As one of three proposals for the planned Heathrow City, the design by noted British architectural practice Hawkins\Brown was commissioned by London’s Mayor Boris Johnson as part of an ongoing campaign to move the overcrowded airport to a location on the edge of East London.
Although the concept appears to be futuristic, the company believes it is a viable and sustainable solution to the area.
“A big site like Heathrow needs big ideas. Heathrow City should be a platform for innovation on a massive scale,” explained Hawkins\Brown partner Daryl Chen.
“We want to capture the same pioneering spirit and romance that characterised Heathrow’s first airborne adventures. We hope our vision inspires other new ideas about Heathrow’s and London’s future.”
One of the most exiting aspects of the proposal is the plan to integrate an airship port.
They might seem like a relic of a long-forgotten era of travel, but airships are set to make a comeback for cargo transportation due to their improved green credentials.
With six companies in the US and UK developing airship technologies and the first commercial freight flights planned for 2021, before long zeppelins could be in our skies once more.
The port is intended to provide a key source of income to the new city – an important part of any viable urban proposal – but it’s not the only way Hawkins\Brown plans to boost the local economy.
London faces a major housing shortage, which could in part be tackled by the proposed factory for homes; as well as creating jobs and export potential, this would enable efficient, low-cost construction of innovative houses and apartments.
Other plans for businesses in the area include reworking Heathrow’s Terminal 5 to become a biomedical campus providing teaching and research.
Terminal 2 would become Heathrow City Farms, an intensive farming operation to churn out rare and high-demand fruit and vegetables both for the city and the country as a whole.
Hawkins\Brown has proposed converting the space to provide four floors of climate-controlled growing spaces, with the capacity to churn out 68,000 artichokes, 6 million romaine lettuces and 464,000 cherry tomato plants.
Green spaces form a significant part of the city proposal in general. The old runways would be transformed into a continuous park creating a ring round the city centre.

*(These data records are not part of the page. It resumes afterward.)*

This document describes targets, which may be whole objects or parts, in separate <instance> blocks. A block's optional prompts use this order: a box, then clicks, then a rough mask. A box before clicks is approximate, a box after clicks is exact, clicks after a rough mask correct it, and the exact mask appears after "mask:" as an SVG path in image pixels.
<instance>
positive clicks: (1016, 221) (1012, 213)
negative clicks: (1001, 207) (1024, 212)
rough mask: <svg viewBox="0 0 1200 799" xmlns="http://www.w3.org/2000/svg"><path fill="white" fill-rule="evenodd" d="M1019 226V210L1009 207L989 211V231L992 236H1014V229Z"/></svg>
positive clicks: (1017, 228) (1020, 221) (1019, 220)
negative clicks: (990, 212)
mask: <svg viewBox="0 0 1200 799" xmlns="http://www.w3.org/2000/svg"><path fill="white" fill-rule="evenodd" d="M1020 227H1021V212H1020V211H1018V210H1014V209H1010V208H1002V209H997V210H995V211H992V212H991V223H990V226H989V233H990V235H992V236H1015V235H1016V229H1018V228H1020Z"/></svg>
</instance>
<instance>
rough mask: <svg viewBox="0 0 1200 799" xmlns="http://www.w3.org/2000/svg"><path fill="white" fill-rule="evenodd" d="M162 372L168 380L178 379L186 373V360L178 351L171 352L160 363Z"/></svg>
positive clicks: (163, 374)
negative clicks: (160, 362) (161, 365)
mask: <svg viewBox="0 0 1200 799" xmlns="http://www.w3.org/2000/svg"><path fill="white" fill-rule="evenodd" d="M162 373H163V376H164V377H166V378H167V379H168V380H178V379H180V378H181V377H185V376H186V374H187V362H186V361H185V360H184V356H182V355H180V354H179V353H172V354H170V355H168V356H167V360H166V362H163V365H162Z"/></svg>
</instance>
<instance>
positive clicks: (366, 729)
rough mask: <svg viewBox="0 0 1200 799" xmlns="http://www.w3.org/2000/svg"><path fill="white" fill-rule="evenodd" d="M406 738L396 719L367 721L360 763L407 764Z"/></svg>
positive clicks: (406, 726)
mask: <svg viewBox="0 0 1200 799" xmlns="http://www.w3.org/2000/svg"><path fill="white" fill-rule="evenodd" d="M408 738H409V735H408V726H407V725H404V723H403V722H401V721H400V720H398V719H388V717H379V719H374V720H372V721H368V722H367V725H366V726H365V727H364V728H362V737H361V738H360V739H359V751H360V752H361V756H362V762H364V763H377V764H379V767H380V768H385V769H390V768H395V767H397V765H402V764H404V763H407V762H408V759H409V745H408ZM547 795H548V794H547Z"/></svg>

The architects believe that the park could “become one of the great parks of London”, and have proposed an innovative way to use it for events and festivals without causing damage.
Instead of designating certain key zones for events, these would rotate round the park over time, in a system that takes inspiration from the crop rotation techniques used by traditional farmers.
Images courtesy of Hawkins\Brown via Mayor of London.